Als er sich ergoss, geschah es mit einem Stöhnen, das die Musik verschlang, noch bevor es geboren war. Ich spürte die heißen, dicken Schübe, die gegen meinen Gaumen spritzten, und schluckte mit geschlossenem Mund um ihn herum, presste die Lippen an seiner Basis zusammen, um den letzten Tropfen aus ihm herauszuholen. Aber er ließ mich nicht los. Mit einer Ruhe, die im Gegensatz zu der Eile von gerade eben stand, hielt er mich auf den Knien und strich mit seinem immer noch harten Schwanz über meine Lippen, schmierte sie damit ein und zwang mich, das Ende des Handels zu schmecken. Er fuhr mit den Fingern über meinen Mundwinkel, nahm einen Tropfen auf, der mir entkommen war, und steckte ihn mir in den Mund. Ich sah von unten zu ihm auf, ohne den Blick abzuwenden, und lutschte seine Finger sauber.
—Jetzt schon —sagte er und half mir mit angesichts der Umstände absurder Höflichkeit aufzustehen—. Danke.
Ich richtete mein Kleid vor dem fleckigen Spiegel der Toilette, besserte meine geschwollenen Lippen nach und holte tief Luft. Ich hatte seinen Geschmack noch auf der Zunge. Die Hure in der Schublade lächelte zufrieden aus dem Spiegel, bevor sie sich wieder darin verstaute.
***
Als ich herauskam, saß Tobías noch an der Bar, seinem Platz treu geblieben, und suchte mich mit dem Gesicht eines Jungen, der zu lange gewartet hatte, zwischen den Menschen. Er wusste nichts. Er musste es auch nicht wissen.

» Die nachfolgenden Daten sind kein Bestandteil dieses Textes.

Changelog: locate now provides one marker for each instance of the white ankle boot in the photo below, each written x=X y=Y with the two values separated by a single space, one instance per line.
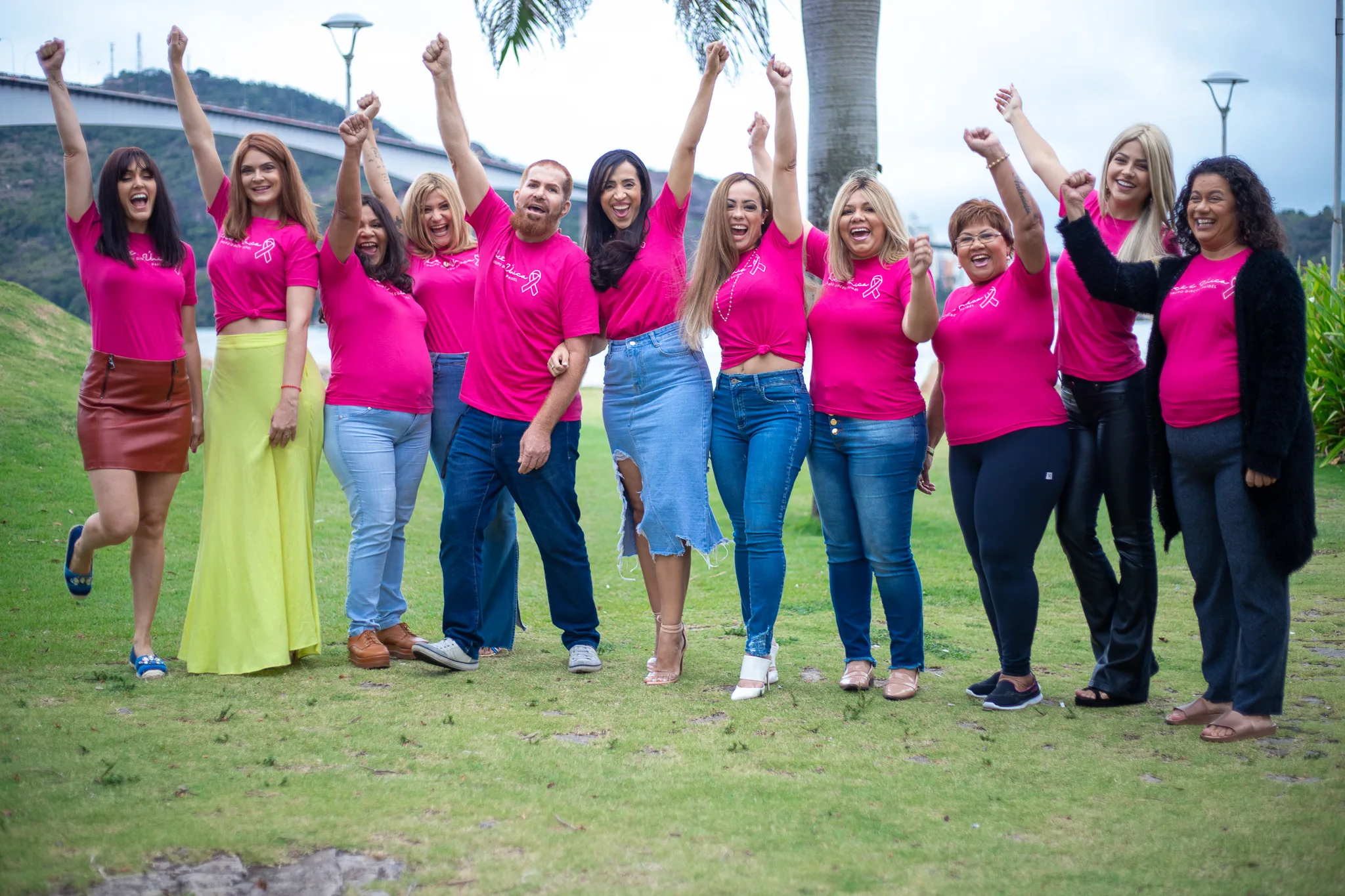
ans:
x=753 y=670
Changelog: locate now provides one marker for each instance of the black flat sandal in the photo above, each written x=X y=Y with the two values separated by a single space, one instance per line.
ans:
x=1098 y=702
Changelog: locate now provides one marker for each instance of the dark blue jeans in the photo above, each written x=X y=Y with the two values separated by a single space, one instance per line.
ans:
x=1242 y=605
x=482 y=463
x=1003 y=490
x=499 y=550
x=864 y=476
x=762 y=426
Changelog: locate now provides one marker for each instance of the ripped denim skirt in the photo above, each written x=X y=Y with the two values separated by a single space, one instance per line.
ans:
x=657 y=410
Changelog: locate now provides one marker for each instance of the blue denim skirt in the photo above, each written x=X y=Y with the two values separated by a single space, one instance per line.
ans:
x=657 y=412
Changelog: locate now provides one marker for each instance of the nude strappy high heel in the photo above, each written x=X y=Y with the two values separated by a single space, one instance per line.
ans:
x=665 y=677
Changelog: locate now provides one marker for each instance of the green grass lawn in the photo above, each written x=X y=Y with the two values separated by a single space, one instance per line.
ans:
x=466 y=777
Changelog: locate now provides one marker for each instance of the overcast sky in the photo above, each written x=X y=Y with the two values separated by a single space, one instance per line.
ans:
x=626 y=78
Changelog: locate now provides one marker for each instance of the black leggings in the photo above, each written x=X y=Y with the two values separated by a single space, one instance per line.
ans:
x=1003 y=490
x=1110 y=445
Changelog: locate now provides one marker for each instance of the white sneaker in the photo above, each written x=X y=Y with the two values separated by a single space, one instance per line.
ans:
x=584 y=658
x=445 y=653
x=753 y=670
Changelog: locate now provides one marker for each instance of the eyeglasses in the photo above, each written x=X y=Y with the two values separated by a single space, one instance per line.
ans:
x=985 y=238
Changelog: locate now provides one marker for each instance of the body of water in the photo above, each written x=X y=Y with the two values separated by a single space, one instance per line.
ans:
x=594 y=375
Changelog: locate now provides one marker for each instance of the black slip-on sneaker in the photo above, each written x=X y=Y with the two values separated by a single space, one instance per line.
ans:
x=1006 y=696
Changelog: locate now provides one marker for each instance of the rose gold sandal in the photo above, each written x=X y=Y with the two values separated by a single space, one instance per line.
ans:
x=1197 y=712
x=661 y=677
x=903 y=684
x=858 y=676
x=1242 y=727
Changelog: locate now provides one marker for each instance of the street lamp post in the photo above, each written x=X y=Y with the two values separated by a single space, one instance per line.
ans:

—Ich dachte, du wärst gegangen —sagte er erleichtert.
—Ich gehe nie, ohne Bescheid zu sagen —antwortete ich und nahm das Glas an, das er für mich aufgehoben hatte.
Während ich trank, dachte ich an Caimán, der meiner Vergangenheit einen Preis gegeben hatte, ohne genau zu wissen, was er damit freisetzte. Ich dachte an Halcón, an seine neunundvierzig Jahre, in denen er genau gelernt hatte, was er wollte. Und ich dachte an mich, an die Leichtigkeit, mit der ich wieder zu jener erfahrenen Frau geworden war, die ich für begraben gehalten hatte.
In Áurea sind Lust und Geschäft zwei Seiten derselben Münze. Das hatte ich immer gewusst. Was jene Nacht mich daran erinnerte, war, dass diese Münze, ganz gleich, wie lange man sie aufbewahrt, immer noch einem selbst gehört. Und dass es genügt, wenn jemand sie auf den Tisch legt, damit sie wieder zu glänzen beginnt.
Ich hielt Tobías über den Rand meines Glases hinweg stand, während ich bereits berechnete, wie viel es wert wäre, ihm diesmal gratis alles zu zeigen, was ein Mann in seinem Alter noch nicht darüber wusste, wie man eine Frau wie mich fickt.